By law, banks must file a “suspicious activity report,” known as an SAR, when they see transactions or behavior that might violate the law, such as unexpectedly large cash transactions or wire transfers with banks in high-risk countries. According to Thomson Reuters, banks filed more than 1.8 million SARs in 2022, a 50% increase in just two years. This year the figure is on track to hit nearly 2 million.

 

Multiple SARs often — although not always — lead to a customer’s eviction. Federal laws have little to say about the trigger for account cancellations.

 

But a New York Times examination of over 500 cases of this dropping of customers by their banks — and interviews with more than a dozen current and former bank industry insiders — illustrates the chaos and confusion that ensue when banks decide on their own to cut off customers.

 

Individuals can’t pay their bills on time. Banks often take weeks to send them their balances. When the institutions close their credit cards, their credit scores can suffer. Upon cancellation, small businesses often struggle to make payroll — and must explain to vendors and partners that they suddenly don’t have a bank account.

 

As if the lack of explanation and recourse were not enough, once customers have moved on, they don’t know whether there is a black mark somewhere on their permanent records that will cause a repeat episode at another bank.

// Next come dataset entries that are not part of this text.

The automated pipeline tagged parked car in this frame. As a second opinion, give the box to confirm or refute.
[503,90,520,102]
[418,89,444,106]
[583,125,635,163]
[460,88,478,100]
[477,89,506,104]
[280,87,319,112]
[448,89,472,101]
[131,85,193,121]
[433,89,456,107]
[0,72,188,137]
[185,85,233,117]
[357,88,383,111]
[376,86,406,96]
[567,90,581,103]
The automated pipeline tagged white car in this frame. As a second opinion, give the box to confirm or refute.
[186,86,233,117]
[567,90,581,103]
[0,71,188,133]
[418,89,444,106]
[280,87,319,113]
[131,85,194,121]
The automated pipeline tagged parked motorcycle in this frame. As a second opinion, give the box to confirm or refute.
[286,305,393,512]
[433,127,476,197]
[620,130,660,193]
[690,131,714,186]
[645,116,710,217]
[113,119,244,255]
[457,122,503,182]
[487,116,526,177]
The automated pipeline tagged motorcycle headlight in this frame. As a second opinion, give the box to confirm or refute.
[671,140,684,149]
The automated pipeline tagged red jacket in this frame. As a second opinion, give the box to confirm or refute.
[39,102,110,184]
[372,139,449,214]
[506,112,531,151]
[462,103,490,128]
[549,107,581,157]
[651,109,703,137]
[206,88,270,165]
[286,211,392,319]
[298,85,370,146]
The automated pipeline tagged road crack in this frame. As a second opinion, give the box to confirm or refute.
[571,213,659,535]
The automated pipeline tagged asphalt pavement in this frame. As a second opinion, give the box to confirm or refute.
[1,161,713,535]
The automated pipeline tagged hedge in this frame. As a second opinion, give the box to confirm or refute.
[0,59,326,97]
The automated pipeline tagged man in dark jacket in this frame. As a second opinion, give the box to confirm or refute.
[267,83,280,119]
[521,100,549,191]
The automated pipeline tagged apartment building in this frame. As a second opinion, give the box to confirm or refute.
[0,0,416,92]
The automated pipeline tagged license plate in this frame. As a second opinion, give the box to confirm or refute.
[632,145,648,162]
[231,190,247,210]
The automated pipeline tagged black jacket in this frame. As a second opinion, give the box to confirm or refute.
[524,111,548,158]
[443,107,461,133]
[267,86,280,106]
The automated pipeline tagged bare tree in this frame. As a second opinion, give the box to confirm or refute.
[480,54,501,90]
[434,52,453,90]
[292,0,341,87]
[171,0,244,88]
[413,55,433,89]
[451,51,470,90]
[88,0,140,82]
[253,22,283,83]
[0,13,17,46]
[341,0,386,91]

If the bank has filed an SAR, it isn’t legally allowed to tell you, and the federal government prosecutes only a small fraction of the people whom the banks document in their SARs.

 

As a result, you don’t know what you’re under suspicion for. “You feel like you’re walking around wearing this scarlet letter,” said Caroline Potter, whose Citibank accounts were shut down abruptly last year.

 

The banks, facing ever more aggressive regulators and examiners, offer a modicum of sympathy.

 

“We want to build long-term relationships with our clients, which is why accounts are closed only after appropriate review and consideration of the facts,” said Jerry Dubrowski, a spokesperson for JPMorgan Chase, the nation’s largest bank with 80 million retail customers and 6 million small-business ones. Former Chase account holders sent nearly 200 complaints to the Times.

 

“We act in accordance with our compliance program, consistent with our regulatory obligations,” Dubrowski continued. “We know that can be frustrating to clients, but we must follow those obligations.”

 

He added that “the vast majority of closures are correct, consistent with the regulatory obligations we are required to follow,” and that the number of closed accounts was a fraction of the bank’s overall business.